Thompson Sampling-Based Learning and Control for Unknown Dynamic Systems
Kaikai Zheng, Dawei Shi, Yang Shi, Long Wang
TL;DR
This paper addresses learning-based control for unknown nonlinear dynamics by combining Thompson Sampling with a Hilbert-space (RKHS) parameterization of controllers. It constructs a convex, RKHS-backed function space around an initial controller and uses TS to explore and exploit candidate control laws, with a Bayesian posterior update for the unknown cost function. The authors prove exponential convergence of the learned cost to a neighborhood of the true cost, derive a finite upper bound on control regret that separates a stationary approximation error from a decaying exploration term, and analyze closed-loop mean-square stability under the learning process. Extensions include adaptive segment lengths, nonstationary reward handling, and stability guarantees, with computational complexity characterized for practical kernel-based implementations.
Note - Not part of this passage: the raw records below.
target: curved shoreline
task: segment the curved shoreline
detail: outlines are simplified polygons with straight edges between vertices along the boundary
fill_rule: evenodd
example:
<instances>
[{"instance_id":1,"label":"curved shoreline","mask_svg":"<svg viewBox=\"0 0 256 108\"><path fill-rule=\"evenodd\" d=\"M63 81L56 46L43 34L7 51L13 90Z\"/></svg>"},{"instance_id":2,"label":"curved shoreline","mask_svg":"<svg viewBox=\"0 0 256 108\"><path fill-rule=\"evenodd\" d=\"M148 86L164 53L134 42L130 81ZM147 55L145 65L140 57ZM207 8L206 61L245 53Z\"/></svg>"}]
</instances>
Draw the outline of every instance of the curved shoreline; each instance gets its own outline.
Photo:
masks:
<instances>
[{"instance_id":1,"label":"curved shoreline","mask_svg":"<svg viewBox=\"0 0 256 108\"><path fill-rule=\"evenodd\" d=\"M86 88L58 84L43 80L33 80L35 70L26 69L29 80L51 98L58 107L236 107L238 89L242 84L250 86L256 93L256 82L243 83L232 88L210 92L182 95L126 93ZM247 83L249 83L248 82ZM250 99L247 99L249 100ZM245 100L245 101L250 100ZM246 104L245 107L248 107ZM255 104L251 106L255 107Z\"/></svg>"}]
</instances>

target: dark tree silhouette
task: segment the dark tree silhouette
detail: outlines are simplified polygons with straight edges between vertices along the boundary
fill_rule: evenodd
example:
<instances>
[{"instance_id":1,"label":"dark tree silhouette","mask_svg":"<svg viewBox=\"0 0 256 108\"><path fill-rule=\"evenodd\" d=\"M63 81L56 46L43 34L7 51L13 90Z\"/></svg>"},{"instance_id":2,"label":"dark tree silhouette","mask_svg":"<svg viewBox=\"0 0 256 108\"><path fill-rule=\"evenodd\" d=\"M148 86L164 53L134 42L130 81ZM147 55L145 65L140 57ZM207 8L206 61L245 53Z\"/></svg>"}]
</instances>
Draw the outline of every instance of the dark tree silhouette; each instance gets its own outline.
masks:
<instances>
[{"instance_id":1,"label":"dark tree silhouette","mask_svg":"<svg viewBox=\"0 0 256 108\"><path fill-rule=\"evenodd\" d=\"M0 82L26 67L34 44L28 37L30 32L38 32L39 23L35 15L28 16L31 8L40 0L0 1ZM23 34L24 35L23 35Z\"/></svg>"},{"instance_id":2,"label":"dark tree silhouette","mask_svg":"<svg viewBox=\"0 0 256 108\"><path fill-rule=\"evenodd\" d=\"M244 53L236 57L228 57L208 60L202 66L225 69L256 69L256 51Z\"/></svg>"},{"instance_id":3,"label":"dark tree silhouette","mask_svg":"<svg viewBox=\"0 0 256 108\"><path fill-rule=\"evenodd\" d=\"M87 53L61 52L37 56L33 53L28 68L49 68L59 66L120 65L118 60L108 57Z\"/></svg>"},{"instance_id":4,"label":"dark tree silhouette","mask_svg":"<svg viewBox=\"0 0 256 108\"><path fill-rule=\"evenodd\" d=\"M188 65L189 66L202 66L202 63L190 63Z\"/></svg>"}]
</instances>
Numerical simulations on unknown nonlinear systems validate rapid convergence, meaningful regret bounds, and favorable performance compared to GP-MPC, highlighting the approach’s robustness and scalability for data-driven control without explicit system identification.
Abstract
Thompson sampling (TS) is a Bayesian randomized exploration strategy that samples options (e.g., system parameters or control laws) from the current posterior and then applies the selected option that is optimal for a task, thereby balancing exploration and exploitation; this makes TS effective for active learning-based controller design. However, TS relies on finite parametric representations, which limits its applicability to more general spaces, which are more commonly encountered in control system design. To address this issue, this work proposes a parameterization method for control law learning using reproducing kernel Hilbert spaces and designs a data-driven active learning control approach. Specifically, the proposed method treats the control law as an element in a function space, allowing the design of control laws without imposing restrictions on the system structure or the form of the controller. A TS framework is proposed in this work to reduce control costs through online exploration and exploitation, and the convergence guarantees are further provided for the learning process. Theoretical analysis shows that the proposed method learns the relationship between control laws and closed-loop performance metrics at an exponential rate, and the upper bound of control regret is also derived. Furthermore, the closed-loop stability of the proposed learning framework is analyzed. Numerical experiments on controlling unknown nonlinear systems validate the effectiveness of the proposed method.